As she did so, the man took one of her hands in his, which felt cool and smooth. “I bow before your ability to speak to the dead, Dr. Ganesh.” And he kissed her hand.
Ganesh found herself flushed and warm long after the man had departed.
9
Constance stepped through the door, then stopped and frowned in instinctual disapproval. The place looked more like a rag-and-bone shop than a historical society. A lot of stuff was randomly hung on the wall — faded maps, old nets, buoys, harpoons, gaff hooks, narwhal horns, sail needles, a gigantic lobster shell on a plaque, another wooden plaque covered with sailing knots, and pictures of Exmouth in the old days. The center of the “museum” sported an old dory, about twenty feet long, with several sets of oars between wooden dowels.

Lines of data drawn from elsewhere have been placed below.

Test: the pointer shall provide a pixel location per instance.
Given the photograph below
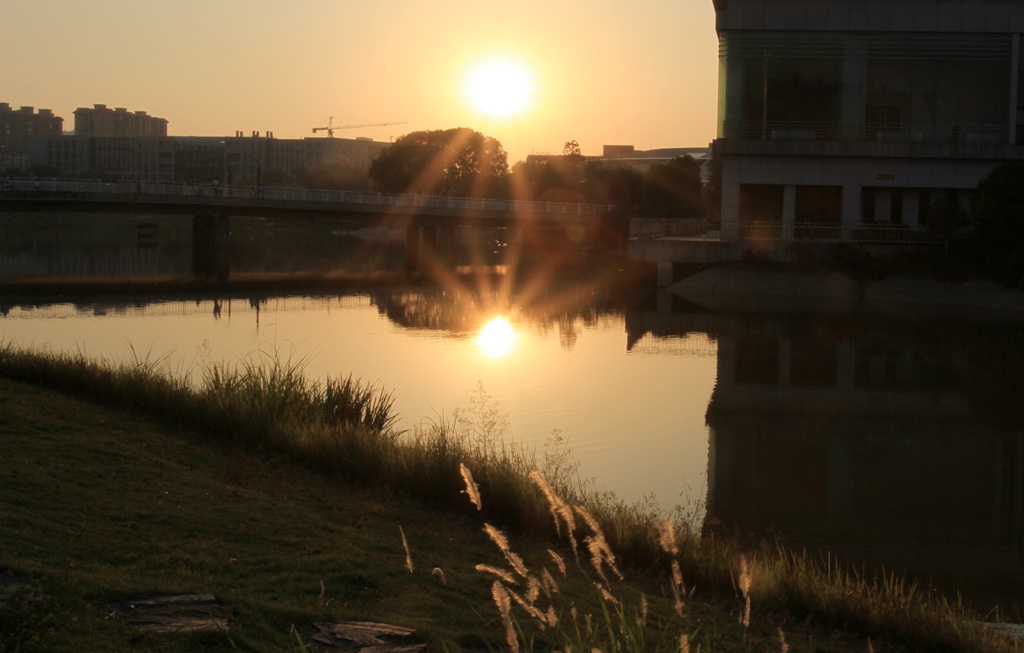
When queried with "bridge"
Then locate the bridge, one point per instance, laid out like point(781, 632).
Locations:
point(270, 202)
point(213, 205)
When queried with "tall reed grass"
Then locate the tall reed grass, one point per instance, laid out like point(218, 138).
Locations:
point(347, 429)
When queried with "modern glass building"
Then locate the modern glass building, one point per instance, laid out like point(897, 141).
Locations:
point(866, 120)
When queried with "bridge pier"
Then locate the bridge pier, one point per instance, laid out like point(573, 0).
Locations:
point(211, 246)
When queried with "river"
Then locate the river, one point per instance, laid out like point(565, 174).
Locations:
point(882, 437)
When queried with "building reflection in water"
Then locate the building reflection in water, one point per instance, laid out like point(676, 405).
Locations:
point(890, 443)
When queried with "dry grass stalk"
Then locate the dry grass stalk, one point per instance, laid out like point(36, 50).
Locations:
point(552, 617)
point(501, 573)
point(528, 607)
point(409, 557)
point(472, 489)
point(600, 552)
point(548, 582)
point(503, 543)
point(678, 591)
point(532, 590)
point(437, 571)
point(504, 603)
point(667, 536)
point(559, 562)
point(560, 511)
point(744, 588)
point(606, 595)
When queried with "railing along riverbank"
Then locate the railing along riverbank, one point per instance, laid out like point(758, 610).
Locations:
point(155, 190)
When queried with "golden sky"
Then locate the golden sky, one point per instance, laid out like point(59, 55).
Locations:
point(600, 72)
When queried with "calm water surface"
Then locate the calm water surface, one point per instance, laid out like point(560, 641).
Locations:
point(887, 439)
point(634, 419)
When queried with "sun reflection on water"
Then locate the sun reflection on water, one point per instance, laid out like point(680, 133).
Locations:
point(497, 339)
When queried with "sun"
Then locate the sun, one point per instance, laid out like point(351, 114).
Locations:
point(500, 87)
point(497, 338)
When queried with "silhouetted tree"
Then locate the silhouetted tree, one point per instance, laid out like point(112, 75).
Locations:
point(997, 214)
point(453, 162)
point(605, 183)
point(572, 150)
point(674, 188)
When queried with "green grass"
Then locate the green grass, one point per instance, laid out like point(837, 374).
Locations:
point(257, 484)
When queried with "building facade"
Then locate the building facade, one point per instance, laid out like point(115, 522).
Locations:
point(18, 128)
point(117, 123)
point(866, 120)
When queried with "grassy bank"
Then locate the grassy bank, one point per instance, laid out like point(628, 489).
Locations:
point(254, 483)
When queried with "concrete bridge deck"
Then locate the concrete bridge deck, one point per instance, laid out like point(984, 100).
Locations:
point(132, 197)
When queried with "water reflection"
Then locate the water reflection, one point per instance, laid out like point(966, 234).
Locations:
point(497, 338)
point(887, 440)
point(891, 442)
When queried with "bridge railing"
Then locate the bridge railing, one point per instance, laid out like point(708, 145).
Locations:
point(304, 196)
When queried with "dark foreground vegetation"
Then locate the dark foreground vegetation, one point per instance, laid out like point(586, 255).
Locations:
point(295, 502)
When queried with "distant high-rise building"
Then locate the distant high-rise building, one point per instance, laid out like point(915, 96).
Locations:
point(117, 123)
point(17, 127)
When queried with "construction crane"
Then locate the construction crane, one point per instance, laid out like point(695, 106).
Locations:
point(330, 126)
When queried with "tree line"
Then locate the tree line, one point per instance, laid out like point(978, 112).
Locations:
point(462, 162)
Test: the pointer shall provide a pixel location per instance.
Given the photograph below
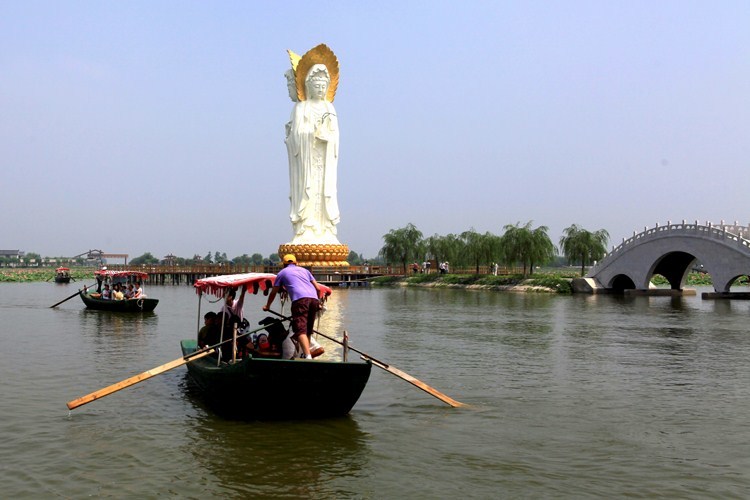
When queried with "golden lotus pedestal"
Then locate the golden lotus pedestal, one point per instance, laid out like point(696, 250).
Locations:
point(317, 255)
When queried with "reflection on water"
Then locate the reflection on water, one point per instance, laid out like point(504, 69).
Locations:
point(570, 397)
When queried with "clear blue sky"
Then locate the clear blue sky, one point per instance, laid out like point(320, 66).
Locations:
point(158, 125)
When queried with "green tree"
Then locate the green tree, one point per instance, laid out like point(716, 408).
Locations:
point(402, 245)
point(542, 249)
point(480, 248)
point(354, 259)
point(527, 246)
point(580, 245)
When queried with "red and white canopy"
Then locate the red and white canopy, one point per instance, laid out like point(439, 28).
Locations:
point(105, 273)
point(217, 285)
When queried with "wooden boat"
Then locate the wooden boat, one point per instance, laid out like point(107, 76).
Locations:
point(93, 300)
point(255, 386)
point(62, 275)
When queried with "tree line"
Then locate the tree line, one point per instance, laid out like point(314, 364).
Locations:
point(519, 246)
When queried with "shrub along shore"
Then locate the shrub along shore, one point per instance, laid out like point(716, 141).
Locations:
point(543, 282)
point(29, 274)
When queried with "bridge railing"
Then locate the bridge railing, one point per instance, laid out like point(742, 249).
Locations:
point(730, 234)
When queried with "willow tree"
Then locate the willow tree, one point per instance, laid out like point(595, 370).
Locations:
point(479, 247)
point(526, 246)
point(578, 244)
point(402, 245)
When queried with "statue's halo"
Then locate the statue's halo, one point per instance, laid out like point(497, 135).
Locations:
point(317, 55)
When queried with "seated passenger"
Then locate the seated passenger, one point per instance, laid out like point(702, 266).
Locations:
point(209, 334)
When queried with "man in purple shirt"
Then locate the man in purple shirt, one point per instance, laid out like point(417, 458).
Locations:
point(304, 291)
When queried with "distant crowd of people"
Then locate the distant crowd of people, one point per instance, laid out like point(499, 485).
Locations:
point(443, 267)
point(122, 291)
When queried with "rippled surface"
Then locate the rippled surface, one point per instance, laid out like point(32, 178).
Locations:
point(570, 397)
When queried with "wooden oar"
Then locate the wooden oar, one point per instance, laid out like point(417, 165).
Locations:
point(67, 299)
point(138, 378)
point(392, 370)
point(151, 373)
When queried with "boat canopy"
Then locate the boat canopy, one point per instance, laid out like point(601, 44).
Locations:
point(216, 285)
point(105, 273)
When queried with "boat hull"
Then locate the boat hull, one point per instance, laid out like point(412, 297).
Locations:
point(277, 388)
point(130, 305)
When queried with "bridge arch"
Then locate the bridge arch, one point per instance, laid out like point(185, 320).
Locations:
point(671, 251)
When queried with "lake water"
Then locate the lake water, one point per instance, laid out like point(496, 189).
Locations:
point(570, 397)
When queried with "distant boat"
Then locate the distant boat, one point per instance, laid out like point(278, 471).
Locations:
point(62, 275)
point(256, 386)
point(94, 300)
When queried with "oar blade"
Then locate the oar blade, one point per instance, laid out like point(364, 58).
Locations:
point(134, 380)
point(416, 383)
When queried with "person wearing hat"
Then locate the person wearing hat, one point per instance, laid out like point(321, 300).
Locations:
point(305, 293)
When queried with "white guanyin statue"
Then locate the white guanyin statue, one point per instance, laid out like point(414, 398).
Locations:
point(312, 141)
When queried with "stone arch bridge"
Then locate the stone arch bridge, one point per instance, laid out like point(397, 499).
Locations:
point(673, 251)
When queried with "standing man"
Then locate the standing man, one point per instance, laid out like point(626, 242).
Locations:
point(304, 291)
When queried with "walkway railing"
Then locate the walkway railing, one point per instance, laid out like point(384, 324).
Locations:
point(729, 234)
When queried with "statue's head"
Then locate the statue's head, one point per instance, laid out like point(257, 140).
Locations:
point(316, 82)
point(291, 85)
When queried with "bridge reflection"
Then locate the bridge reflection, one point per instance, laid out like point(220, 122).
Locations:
point(672, 251)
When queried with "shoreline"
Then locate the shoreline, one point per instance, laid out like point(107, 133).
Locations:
point(514, 284)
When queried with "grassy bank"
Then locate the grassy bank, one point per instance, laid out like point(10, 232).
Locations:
point(545, 283)
point(539, 282)
point(27, 275)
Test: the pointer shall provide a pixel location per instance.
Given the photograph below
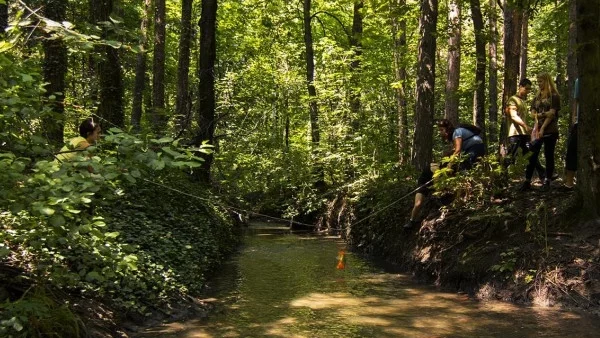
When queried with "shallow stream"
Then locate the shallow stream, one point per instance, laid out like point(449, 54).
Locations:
point(283, 284)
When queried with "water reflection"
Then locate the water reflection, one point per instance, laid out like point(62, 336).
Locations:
point(286, 285)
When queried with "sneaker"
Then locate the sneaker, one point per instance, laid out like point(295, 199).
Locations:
point(525, 186)
point(566, 188)
point(546, 185)
point(410, 224)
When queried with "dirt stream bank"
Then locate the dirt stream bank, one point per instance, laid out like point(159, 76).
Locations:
point(527, 248)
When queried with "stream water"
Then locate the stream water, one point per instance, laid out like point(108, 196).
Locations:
point(286, 285)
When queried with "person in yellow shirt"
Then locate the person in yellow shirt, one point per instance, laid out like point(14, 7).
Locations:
point(519, 130)
point(89, 133)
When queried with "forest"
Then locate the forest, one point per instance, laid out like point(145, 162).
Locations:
point(215, 111)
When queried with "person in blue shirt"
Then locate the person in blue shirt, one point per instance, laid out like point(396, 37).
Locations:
point(465, 140)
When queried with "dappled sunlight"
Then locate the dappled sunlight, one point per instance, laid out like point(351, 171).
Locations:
point(288, 286)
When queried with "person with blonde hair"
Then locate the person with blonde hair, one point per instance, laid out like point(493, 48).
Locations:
point(544, 109)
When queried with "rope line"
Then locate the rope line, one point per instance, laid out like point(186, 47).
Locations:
point(373, 214)
point(389, 205)
point(225, 206)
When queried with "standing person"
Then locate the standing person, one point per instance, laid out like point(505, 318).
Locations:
point(465, 139)
point(89, 133)
point(519, 130)
point(544, 108)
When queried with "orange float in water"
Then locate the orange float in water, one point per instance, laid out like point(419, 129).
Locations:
point(341, 260)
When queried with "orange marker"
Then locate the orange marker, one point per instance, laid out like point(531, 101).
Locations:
point(341, 260)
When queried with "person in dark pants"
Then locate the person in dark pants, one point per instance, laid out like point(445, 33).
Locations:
point(544, 108)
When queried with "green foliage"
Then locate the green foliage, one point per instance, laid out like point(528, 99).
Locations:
point(38, 314)
point(537, 225)
point(75, 225)
point(474, 187)
point(508, 261)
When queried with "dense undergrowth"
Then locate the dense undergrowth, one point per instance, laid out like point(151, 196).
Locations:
point(95, 239)
point(480, 235)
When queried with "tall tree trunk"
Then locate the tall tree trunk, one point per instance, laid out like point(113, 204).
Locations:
point(108, 70)
point(140, 71)
point(479, 99)
point(513, 16)
point(572, 56)
point(453, 76)
point(588, 61)
point(399, 36)
point(524, 45)
point(158, 68)
point(55, 70)
point(312, 94)
point(356, 45)
point(423, 137)
point(183, 104)
point(493, 70)
point(3, 18)
point(206, 88)
point(310, 75)
point(560, 69)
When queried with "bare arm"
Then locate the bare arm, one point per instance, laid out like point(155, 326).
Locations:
point(457, 145)
point(514, 116)
point(548, 117)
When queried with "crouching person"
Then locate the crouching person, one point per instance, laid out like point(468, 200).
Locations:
point(465, 140)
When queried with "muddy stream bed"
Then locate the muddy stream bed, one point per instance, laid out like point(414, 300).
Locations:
point(284, 284)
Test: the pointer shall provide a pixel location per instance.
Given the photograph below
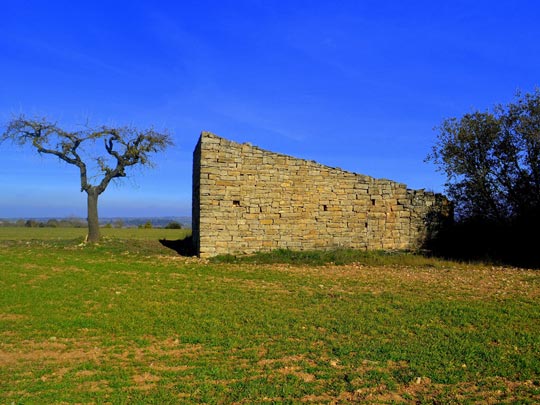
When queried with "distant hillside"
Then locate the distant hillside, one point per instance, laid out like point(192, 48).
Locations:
point(124, 222)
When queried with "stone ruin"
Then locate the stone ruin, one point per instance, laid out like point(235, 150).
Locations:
point(246, 200)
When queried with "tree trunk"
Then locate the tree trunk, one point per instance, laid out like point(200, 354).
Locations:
point(93, 221)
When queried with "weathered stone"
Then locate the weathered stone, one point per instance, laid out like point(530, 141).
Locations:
point(246, 199)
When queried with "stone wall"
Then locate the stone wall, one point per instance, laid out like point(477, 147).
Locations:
point(246, 199)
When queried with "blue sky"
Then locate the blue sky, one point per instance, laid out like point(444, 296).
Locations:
point(353, 84)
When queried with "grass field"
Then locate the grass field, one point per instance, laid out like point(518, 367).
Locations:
point(129, 321)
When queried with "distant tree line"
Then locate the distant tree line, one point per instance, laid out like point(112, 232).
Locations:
point(81, 223)
point(491, 160)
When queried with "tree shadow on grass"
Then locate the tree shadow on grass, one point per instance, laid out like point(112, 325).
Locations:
point(184, 247)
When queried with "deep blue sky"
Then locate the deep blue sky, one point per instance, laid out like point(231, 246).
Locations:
point(354, 84)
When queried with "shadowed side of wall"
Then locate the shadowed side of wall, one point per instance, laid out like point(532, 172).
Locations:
point(246, 200)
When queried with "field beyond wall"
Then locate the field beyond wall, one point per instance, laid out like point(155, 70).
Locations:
point(130, 321)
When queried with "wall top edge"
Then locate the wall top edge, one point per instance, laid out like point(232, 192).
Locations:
point(207, 135)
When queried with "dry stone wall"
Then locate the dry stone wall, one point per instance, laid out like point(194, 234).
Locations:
point(246, 199)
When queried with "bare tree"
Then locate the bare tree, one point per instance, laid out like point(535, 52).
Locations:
point(122, 147)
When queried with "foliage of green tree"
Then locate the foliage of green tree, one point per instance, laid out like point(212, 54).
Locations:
point(492, 164)
point(122, 147)
point(492, 160)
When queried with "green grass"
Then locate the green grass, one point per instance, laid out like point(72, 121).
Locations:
point(23, 233)
point(337, 256)
point(129, 321)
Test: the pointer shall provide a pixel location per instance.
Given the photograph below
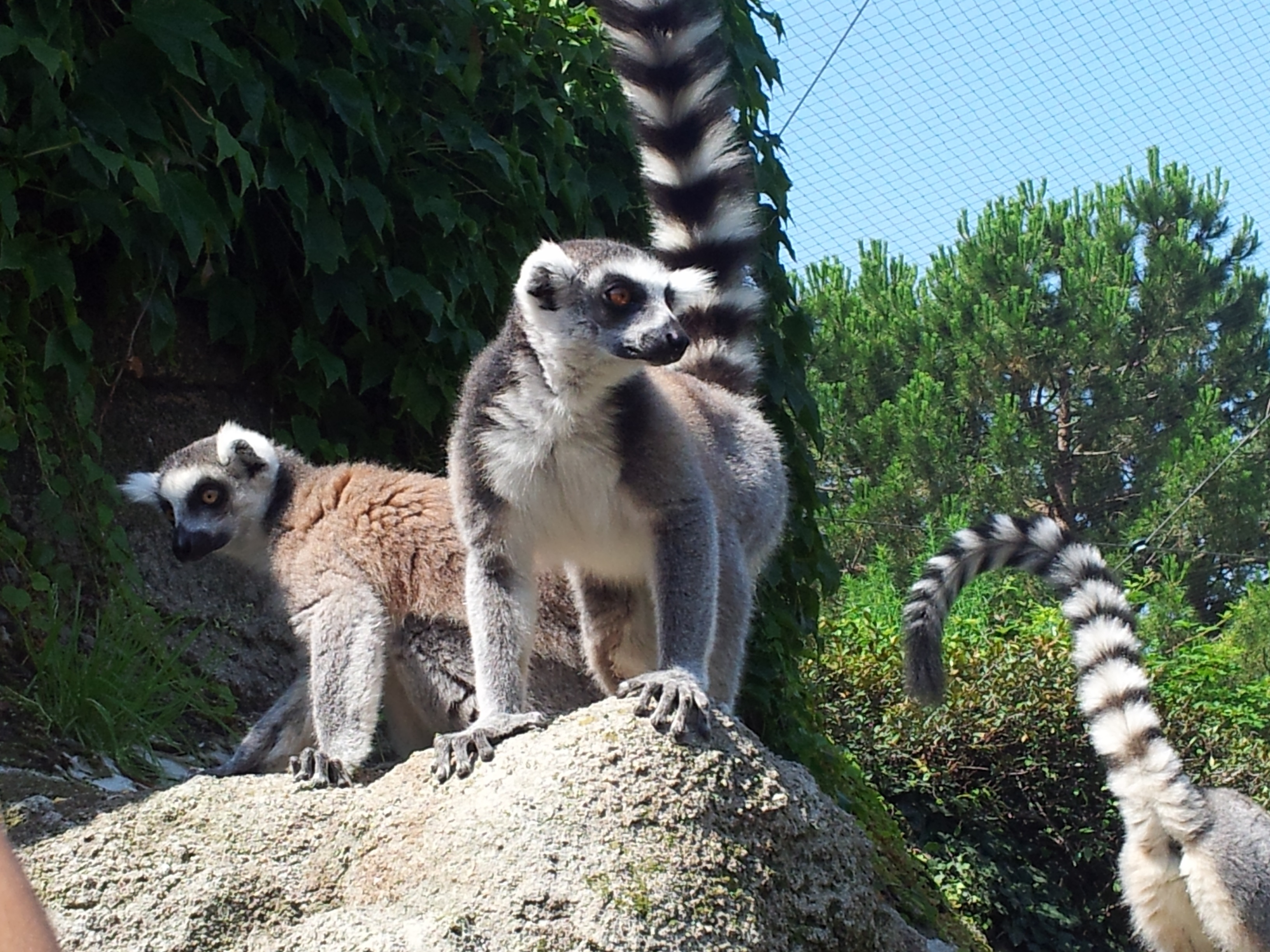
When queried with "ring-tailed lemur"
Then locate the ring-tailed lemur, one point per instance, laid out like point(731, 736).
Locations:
point(1196, 864)
point(355, 550)
point(611, 428)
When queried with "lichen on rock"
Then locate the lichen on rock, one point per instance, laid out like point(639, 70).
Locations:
point(595, 835)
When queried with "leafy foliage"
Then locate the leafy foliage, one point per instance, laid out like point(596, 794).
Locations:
point(112, 683)
point(1000, 786)
point(1093, 357)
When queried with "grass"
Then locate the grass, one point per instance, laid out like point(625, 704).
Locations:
point(115, 681)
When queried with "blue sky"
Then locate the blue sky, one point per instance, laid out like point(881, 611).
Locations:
point(930, 108)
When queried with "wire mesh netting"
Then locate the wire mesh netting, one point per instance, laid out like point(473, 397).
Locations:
point(929, 110)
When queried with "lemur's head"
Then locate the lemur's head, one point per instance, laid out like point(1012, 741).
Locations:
point(215, 493)
point(607, 298)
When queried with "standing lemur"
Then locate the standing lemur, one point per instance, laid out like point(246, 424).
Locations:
point(1196, 864)
point(611, 426)
point(355, 550)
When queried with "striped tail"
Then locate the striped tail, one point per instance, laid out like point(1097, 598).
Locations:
point(1113, 691)
point(699, 176)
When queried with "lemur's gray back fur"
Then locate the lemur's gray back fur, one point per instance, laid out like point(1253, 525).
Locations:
point(369, 565)
point(610, 427)
point(698, 174)
point(1196, 864)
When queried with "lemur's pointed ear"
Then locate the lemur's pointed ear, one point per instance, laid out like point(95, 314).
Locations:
point(141, 488)
point(254, 451)
point(543, 276)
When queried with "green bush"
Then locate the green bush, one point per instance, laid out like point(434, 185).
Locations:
point(1000, 786)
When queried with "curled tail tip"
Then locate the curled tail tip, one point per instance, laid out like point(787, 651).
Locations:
point(924, 682)
point(924, 663)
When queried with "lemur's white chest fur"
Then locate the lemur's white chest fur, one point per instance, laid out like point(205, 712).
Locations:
point(554, 458)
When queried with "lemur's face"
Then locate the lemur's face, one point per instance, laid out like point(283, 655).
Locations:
point(615, 298)
point(214, 492)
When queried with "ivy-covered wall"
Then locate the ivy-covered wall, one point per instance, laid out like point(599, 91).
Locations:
point(342, 193)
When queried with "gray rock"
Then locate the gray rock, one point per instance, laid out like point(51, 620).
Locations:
point(595, 835)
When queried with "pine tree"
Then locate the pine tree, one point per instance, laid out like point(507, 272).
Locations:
point(1093, 357)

She had jingled a door-opening upon entering and was soon confronted by an eager, gray-haired man with fat-lobed ears stuck onto a narrow, bony face. A badge identified him as a volunteer named Ken Worley.
“Greetings,” said the volunteer, looming into her field of view and proffering a pamphlet. “Welcome to the Exmouth Historical Society and Museum!”
Trying to be polite, Constance took the pamphlet with a murmured “Thank you.” She began an assiduous examination of the dory, hoping he would vanish.
“Nice dory, don’t you think? Disregarded age in corners thrown. That’s the motto of our little museum.”
Parsing this inaccurate spouting of Shakespeare, and without thinking, Constance corrected him: “Unregarded age.”
A sudden silence. “Are you sure? I’ll have to double-check that.”
“No need to double-check anything,” Constance said. “You’re wrong.”
Temporarily set back, the man retreated to his pile of pamphlets and busied himself with a large register book, opening it and flipping through the pages. Constance, who was studying some old framed maps of Exmouth and its environs, could tell that he was down but not vanquished.
“Would you care to put down your name for special mailings and events?” he asked, pointing at the register book.
“No, thank you. I was wondering — where do you keep your archives?”
The man blinked. “We don’t have any archives.”
“No town papers? Property maps? Old marriage registers?”